Less affluent neighborhoods do seem to have been left out of the economic bonanza. Nowhere is this more obvious than in the recent flight of families from inner-city school districts to districts farther out on the rim, a phenomenon affecting Hispanics and blacks as well as whites. A recent study that compared 1988 school enrollment with 2004 enrollment shows predictably huge increases in the school districts located beyond Loop 410. Boerne ISD is up 109 percent; Northside up 52 percent; North East up 45 percent; and Southside up 85 percent. In the inner city, Edgewood dropped 17 percent, San Antonio dropped 8 percent, and South San Antonio dropped 10 percent. On the east side, where most of the black population lives, student enrollment at Sam Houston High School has dropped 25 percent since 2002, as people moved farther east, apparently toward better schools. Fully 48 percent of all new construction in the past few years has occurred in a single school district: Northside, which, if you think of the city as a clock, sits between 9 and 11.

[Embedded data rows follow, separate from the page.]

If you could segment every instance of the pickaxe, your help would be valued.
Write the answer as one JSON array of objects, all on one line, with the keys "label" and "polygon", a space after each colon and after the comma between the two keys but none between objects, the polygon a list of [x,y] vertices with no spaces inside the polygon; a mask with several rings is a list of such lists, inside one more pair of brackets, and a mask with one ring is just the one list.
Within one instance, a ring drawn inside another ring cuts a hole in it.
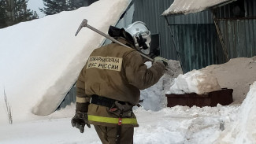
[{"label": "pickaxe", "polygon": [[[87,27],[87,28],[88,28],[89,29],[91,29],[91,30],[92,30],[92,31],[94,31],[98,33],[99,35],[104,36],[105,38],[109,39],[111,40],[112,42],[116,42],[116,43],[118,43],[118,44],[120,44],[120,45],[121,45],[121,46],[125,46],[125,47],[129,47],[129,48],[131,48],[130,46],[124,45],[124,43],[122,43],[122,42],[117,41],[117,39],[113,39],[113,37],[111,37],[111,36],[109,36],[109,35],[106,35],[106,34],[105,34],[104,32],[102,32],[102,31],[99,31],[99,30],[98,30],[98,29],[96,29],[96,28],[91,27],[91,25],[87,24],[87,22],[88,22],[87,20],[86,20],[86,19],[83,19],[83,21],[82,21],[80,26],[78,28],[78,29],[77,29],[77,31],[76,31],[76,32],[75,36],[77,35],[77,34],[78,34],[79,31],[83,28],[83,27]],[[147,56],[147,55],[145,55],[145,54],[142,54],[142,53],[139,53],[139,54],[140,54],[141,56],[143,56],[143,57],[147,58],[147,60],[149,60],[149,61],[154,61],[154,60],[153,60],[152,58],[150,58],[150,57],[148,57],[148,56]],[[171,69],[171,68],[165,68],[165,70],[168,71],[168,73],[170,74],[171,76],[173,76],[173,75],[174,75],[173,72],[176,72],[176,69]],[[172,74],[171,74],[171,73],[172,73]]]}]

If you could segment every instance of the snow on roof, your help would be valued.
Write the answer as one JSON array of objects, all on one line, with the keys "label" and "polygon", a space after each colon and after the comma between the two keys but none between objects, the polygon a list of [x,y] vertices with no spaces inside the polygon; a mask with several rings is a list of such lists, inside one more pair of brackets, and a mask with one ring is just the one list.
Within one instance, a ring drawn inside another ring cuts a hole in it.
[{"label": "snow on roof", "polygon": [[164,11],[161,15],[193,13],[233,1],[236,0],[174,0],[171,6]]},{"label": "snow on roof", "polygon": [[[128,5],[127,0],[102,0],[0,30],[0,98],[5,90],[15,118],[54,112],[90,54],[106,39],[86,28],[76,37],[82,20],[106,33]],[[4,106],[0,100],[0,108]],[[0,109],[1,114],[5,113]],[[2,121],[5,117],[0,118]]]}]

Though home to few big companies (AT&T being an exception), downtown San Antonio is prospering because of the city’s tourism. But it is increasingly surrounded by areas that are declining even as the outer rim of the city explodes, and its workforce reflects this: Only 9.5 percent of it consists of 25- to 34-year-olds with college degrees, giving the downtown a rank of 49th among major metropolitan areas in what is considered a key indicator of urban success (by contrast, the percentage for the Portland, Oregon—Salem, Washington area is 54.7).

Still, there aren’t many people from any political camp arguing against jobs these days, especially when they are in non-tourist industries in a town that still desperately needs a strong wage base. One of the city’s great points of pride is a homegrown company called Rackspace Managed Hosting, which is currently renovating a shopping mall on the city’s east side into offices. Started by former Trinity University students, Rackspace has grown over the past seven years from 12 to 1,800 employees, and its revenues have risen from $1.6 million to more than $224 million. By San Antonio standards, the company pays very well (the average annual salary is $51,000), and it is expected to double in size within the next few years.

Jobs like these were the cornerstone of Henry Cisneros’s vision for the city when he became mayor in 1981, a vision that went well beyond just attracting businesses. “The purpose here was not to line some people’s pockets,” says Cisneros, who is now the executive chairman of CityView, a company that builds low-cost housing, or as they prefer to call it, workforce housing, for working families. “The purpose here is to create a new middle class out of people who are poor in a city that is ethnically mixed, very diverse. If we can do this, it really does constitute a model for how cities can advance the national agenda of social progress.” It’s a breathtaking idea, but in the old neighborhoods of the inner city, the work is just beginning.